1.1. A Contradição dos Bons Números
Indicador Positivo | Visão do Mercado (Risco) |
|---|---|
Superávit Primário | Resultado de receitas extraordinárias e não recorrentes. A meta de déficit zero é vista como frágil, e o compromisso fiscal é questionado. |
Crescimento do PIB | Crescimento de “baixa qualidade”, impulsionado principalmente pelo consumo das famílias e pelo gasto público, e não por investimento privado ou aumento de produtividade. |
Desemprego em Baixa | A melhoria do mercado de trabalho é vista como financiada pelo aumento da dívida pública, o que pode levar a uma crise de inflação e desemprego futuro. |
A principal preocupação é a trajetória da Dívida Bruta do Governo Geral (DBGG), que se aproxima de 80% do PIB [1]. O mercado teme que a política atual esteja “trocando gasto presente por dívida futura”, o que aumenta o risco-país e afugenta investimentos de longo prazo.

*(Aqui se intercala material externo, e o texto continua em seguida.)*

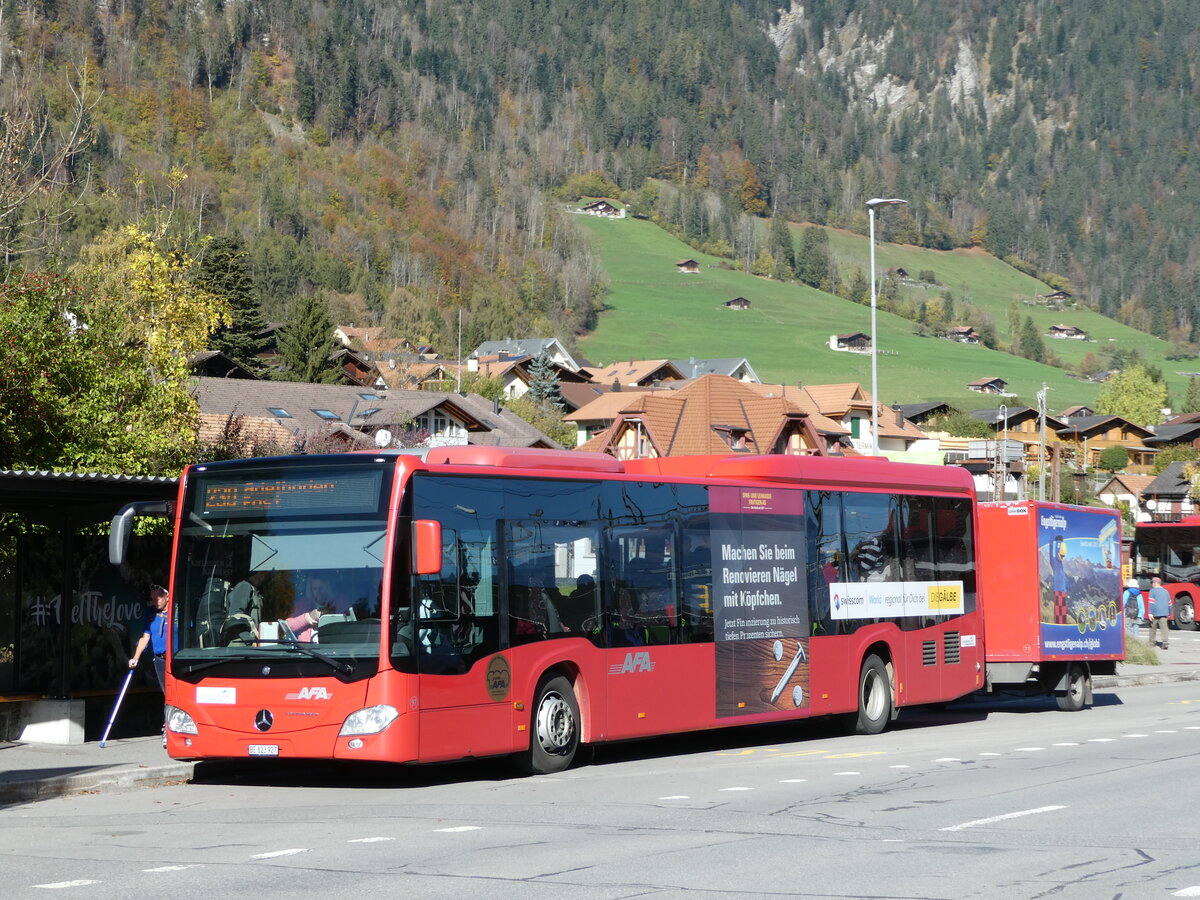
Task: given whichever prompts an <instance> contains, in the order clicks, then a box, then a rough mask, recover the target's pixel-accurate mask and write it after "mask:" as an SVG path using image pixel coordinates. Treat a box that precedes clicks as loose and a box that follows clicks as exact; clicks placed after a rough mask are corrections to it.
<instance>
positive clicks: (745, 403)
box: [566, 376, 826, 460]
mask: <svg viewBox="0 0 1200 900" xmlns="http://www.w3.org/2000/svg"><path fill="white" fill-rule="evenodd" d="M756 386H757V385H749V384H745V383H742V382H738V380H734V379H733V378H728V377H722V376H704V377H702V378H697V379H696V380H694V382H691V383H690V384H688V385H686V386H684V388H680V389H678V390H673V391H641V392H637V394H624V392H620V394H623V395H624V396H623V397H622V398H623V400H624V401H625V402H624V403H623V404H620V407H619V410H618V412H616V413H614V418H613V421H612V424H611V425H610V426H608V427H607V428H605V430H604V431H602V432H601V433H599V434H596V436H595V437H593V438H592V439H590V440H587V442H586V443H584V444H582V445H581V448H580V449H581V450H593V451H598V452H605V454H608V455H610V456H614V457H617V458H618V460H642V458H655V457H662V456H697V455H708V454H731V452H734V454H737V452H745V454H788V455H806V456H820V455H824V446H826V443H824V442H823V440H822V438H821V437H820V436H818V434H817V432H816V430H815V428H814V425H812V422H811V421H810V420H809V415H808V414H806V413H805V412H804V410H803V409H802V408H800V407H799V406H798V404H796V403H793V402H791V401H790V400H787V398H786V397H784V396H772V397H767V396H763V395H762V394H761V392H758V391H757V390H756ZM612 396H613V395H612V394H610V395H608V397H612ZM582 413H584V409H581V410H578V413H577V414H576V416H578V415H580V414H582ZM571 418H572V416H566V419H568V420H570V419H571Z"/></svg>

2. O Debate Central: Insustentabilidade Fiscal vs. Visão Ideológica
2.1. A Estratégia do Consumo Interno e Infraestrutura: Progresso Sustentável?

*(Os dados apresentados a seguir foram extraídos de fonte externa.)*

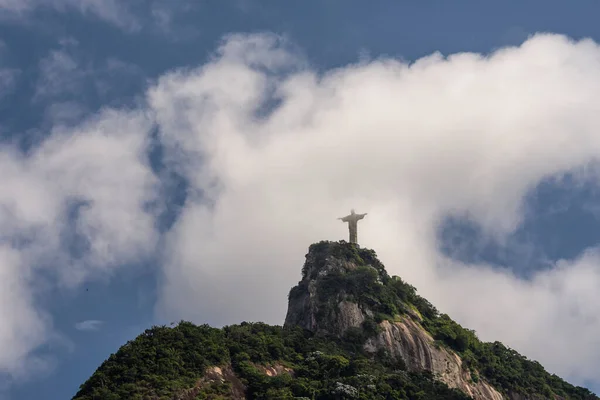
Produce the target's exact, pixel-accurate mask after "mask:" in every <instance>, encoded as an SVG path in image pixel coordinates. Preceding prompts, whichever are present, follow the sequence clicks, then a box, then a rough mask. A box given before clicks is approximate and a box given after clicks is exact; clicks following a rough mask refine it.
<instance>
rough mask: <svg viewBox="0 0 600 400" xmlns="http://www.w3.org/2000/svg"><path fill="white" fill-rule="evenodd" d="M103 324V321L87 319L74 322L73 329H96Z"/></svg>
mask: <svg viewBox="0 0 600 400" xmlns="http://www.w3.org/2000/svg"><path fill="white" fill-rule="evenodd" d="M103 324H104V321H99V320H97V319H88V320H85V321H81V322H77V323H76V324H75V329H77V330H78V331H85V332H90V331H97V330H99V329H100V327H101V326H102V325H103Z"/></svg>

A visão desenvolvimentista: a crença de que o Brasil, com seus 200 milhões de habitantes, pode e deve usar o consumo interno e o investimento em infraestrutura de base como motores de um crescimento sólido e duradouro.
Argumentos a Favor (Visão Desenvolvimentista)

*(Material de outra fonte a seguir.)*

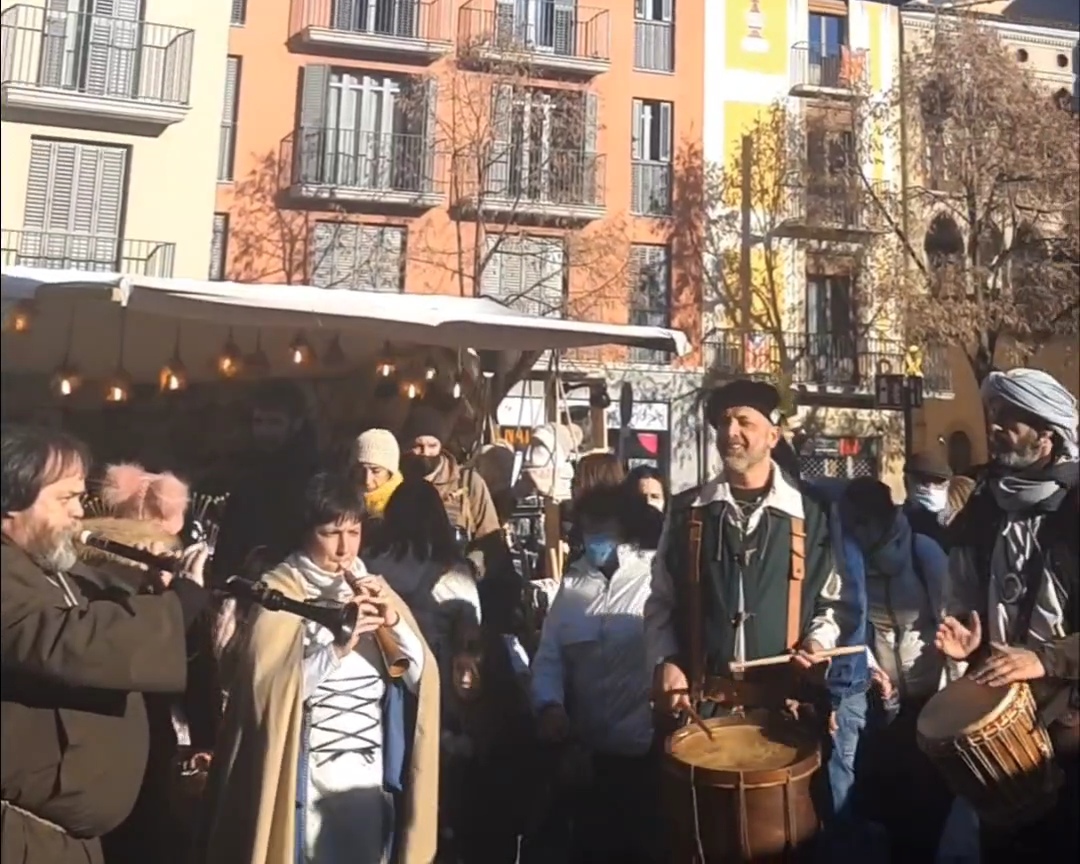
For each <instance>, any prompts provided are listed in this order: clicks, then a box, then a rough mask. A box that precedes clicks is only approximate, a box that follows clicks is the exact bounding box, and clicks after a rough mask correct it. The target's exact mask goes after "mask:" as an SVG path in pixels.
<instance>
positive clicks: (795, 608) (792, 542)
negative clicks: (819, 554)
mask: <svg viewBox="0 0 1080 864" xmlns="http://www.w3.org/2000/svg"><path fill="white" fill-rule="evenodd" d="M806 576H807V526H806V521H805V519H800V518H795V517H792V571H791V578H789V579H788V580H787V647H788V648H791V649H792V650H793V651H794V650H795V649H797V648H798V647H799V643H800V642H801V639H800V638H799V636H800V635H801V632H802V583H804V582H805V581H806Z"/></svg>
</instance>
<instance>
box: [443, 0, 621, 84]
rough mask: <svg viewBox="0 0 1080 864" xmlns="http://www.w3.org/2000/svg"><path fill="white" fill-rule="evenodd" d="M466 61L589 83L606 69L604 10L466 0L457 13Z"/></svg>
mask: <svg viewBox="0 0 1080 864" xmlns="http://www.w3.org/2000/svg"><path fill="white" fill-rule="evenodd" d="M458 45H459V50H460V51H461V53H462V55H463V57H464V58H467V59H472V60H475V62H478V63H482V64H495V63H505V64H511V65H514V66H521V67H524V68H526V69H528V70H531V71H535V72H539V73H545V75H556V76H569V77H576V78H582V79H589V78H592V77H593V76H596V75H599V73H600V72H606V71H607V70H608V69H610V68H611V38H610V32H609V29H608V12H607V10H603V9H591V8H589V6H580V5H576V4H575V3H572V2H570V3H566V2H561V0H516V2H502V0H470V2H468V3H465V4H464V5H463V6H462V8H461V11H460V12H459V13H458Z"/></svg>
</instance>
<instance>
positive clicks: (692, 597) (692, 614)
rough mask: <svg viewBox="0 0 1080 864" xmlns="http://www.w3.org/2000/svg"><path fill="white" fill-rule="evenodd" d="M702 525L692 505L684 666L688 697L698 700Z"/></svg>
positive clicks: (699, 664)
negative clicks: (689, 691) (687, 678)
mask: <svg viewBox="0 0 1080 864" xmlns="http://www.w3.org/2000/svg"><path fill="white" fill-rule="evenodd" d="M701 525H702V509H701V508H698V507H696V508H693V509H692V510H691V511H690V542H689V546H690V548H689V549H688V550H687V554H689V556H690V561H689V562H687V581H688V585H687V600H688V603H687V606H688V609H687V612H688V615H687V620H688V626H687V642H689V645H688V646H687V649H688V653H689V657H688V659H687V665H688V666H689V669H687V670H686V673H687V676H688V677H689V679H690V700H691V701H692V702H698V701H700V699H701V690H702V686H703V684H704V680H705V654H704V652H705V649H704V645H703V643H702V633H701V630H702V626H703V623H704V622H703V621H702V615H703V612H704V610H703V609H702V607H701Z"/></svg>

1. Potencial de Escala: Um mercado interno robusto de 200 milhões de pessoas oferece uma base de demanda que pode sustentar a produção industrial e o comércio, tornando o país menos vulnerável a choques externos.
2. Infraestrutura como Multiplicador: Investimentos em infraestrutura (energia, logística, transportes) não apenas geram empregos no curto prazo, mas aumentam a produtividade e reduzem o “custo Brasil” no longo prazo. Isso permite que a indústria e o comércio se tornem mais competitivos, gerando
crescimento sustentável.
3. Redução da Desigualdade: Baixar os juros e aumentar a renda da base da pirâmide (via programas sociais) é uma forma de injetar dinheiro na economia onde ele é mais rapidamente consumido, garantindo que o crescimento seja inclusivo.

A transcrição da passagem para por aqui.